Open mattiadp opened 3 years ago

mattiadp commented 3 years ago

Hello thank you for your work

I have a question for you. I have correctly converted a custom .weigth to openvino format. After converting to the openvino format, I was able to see a decrease in general performance as regards the quality of the detection. On average I noticed an 8% decrease in the neural network's ability to detect my custom objects. It's normal?

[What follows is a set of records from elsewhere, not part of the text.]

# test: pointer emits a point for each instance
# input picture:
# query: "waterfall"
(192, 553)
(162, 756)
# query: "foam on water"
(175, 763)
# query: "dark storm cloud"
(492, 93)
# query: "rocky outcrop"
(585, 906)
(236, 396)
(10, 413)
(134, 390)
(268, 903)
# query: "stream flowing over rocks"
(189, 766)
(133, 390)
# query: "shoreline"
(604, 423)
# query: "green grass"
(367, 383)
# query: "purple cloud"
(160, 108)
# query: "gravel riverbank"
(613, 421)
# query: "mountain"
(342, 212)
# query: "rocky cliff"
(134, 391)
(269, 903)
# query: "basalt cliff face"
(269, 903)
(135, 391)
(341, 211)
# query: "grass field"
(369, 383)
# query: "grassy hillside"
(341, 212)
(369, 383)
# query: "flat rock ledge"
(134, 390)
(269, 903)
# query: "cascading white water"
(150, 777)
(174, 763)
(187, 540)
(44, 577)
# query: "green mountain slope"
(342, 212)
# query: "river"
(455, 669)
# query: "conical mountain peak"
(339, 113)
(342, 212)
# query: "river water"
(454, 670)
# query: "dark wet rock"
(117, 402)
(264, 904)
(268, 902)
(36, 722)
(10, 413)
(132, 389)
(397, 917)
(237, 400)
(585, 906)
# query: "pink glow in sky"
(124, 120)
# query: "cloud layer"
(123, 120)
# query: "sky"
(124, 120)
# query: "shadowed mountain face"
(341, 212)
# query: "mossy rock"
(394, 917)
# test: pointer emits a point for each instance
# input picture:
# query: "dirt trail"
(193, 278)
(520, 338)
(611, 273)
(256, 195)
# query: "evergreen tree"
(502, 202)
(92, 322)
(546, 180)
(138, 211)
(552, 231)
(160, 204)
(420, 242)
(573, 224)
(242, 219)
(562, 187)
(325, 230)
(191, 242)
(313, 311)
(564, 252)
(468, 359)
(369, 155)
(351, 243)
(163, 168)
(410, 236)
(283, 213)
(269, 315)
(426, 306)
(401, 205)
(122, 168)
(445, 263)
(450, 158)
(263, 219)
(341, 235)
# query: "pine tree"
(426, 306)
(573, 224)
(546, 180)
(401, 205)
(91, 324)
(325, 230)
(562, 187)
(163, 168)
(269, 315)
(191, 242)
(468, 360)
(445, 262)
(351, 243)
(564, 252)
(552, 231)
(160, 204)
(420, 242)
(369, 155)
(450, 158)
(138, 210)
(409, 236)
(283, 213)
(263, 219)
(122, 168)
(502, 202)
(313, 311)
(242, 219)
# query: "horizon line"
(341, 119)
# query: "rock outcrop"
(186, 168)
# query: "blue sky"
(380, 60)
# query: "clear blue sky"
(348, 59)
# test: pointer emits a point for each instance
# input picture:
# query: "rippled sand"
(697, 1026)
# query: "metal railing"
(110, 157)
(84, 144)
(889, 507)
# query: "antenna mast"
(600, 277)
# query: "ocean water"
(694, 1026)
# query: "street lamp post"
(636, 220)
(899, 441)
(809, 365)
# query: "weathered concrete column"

Do you have any advice to be able to bring the quality of the results closer to those of the original weigth. I noticed that the loss of quality occurs in the transformation .weight to .pb

Thank you

TNTWEN commented 3 years ago

@mattiadp It is normal that there are differences in accuracy among different inferencing frameworks. But under normal circumstances, the accuracy of openvino will not lose too much. This has nothing to do with the precision of. pb.

I think you should check size of input image, confidence threshold,anchors ...... first,make sure these parameters are the same when you test your model in darknet and openvino.

Also you could use accuracy-checker(INT8 Quantization step 4) to calculate IR model's map.

mattiadp commented 3 years ago

Thanks for the quick response. OK! I got it. Maybe I could try training yolo4 directly with a TensorFlow framework implementation to get a better overall quality. Anyway thanks again.

TNTWEN commented 3 years ago

No,you should use darknet to train your model !!!!!! Many tensorflow and pytorch 's yolov4 implementation are different from darknet. It will cause your model can only run under the training framework, and the effect of converting to other frames is especially poor!!

Never train yolo4 directly with a TensorFlow framework then convert to other format.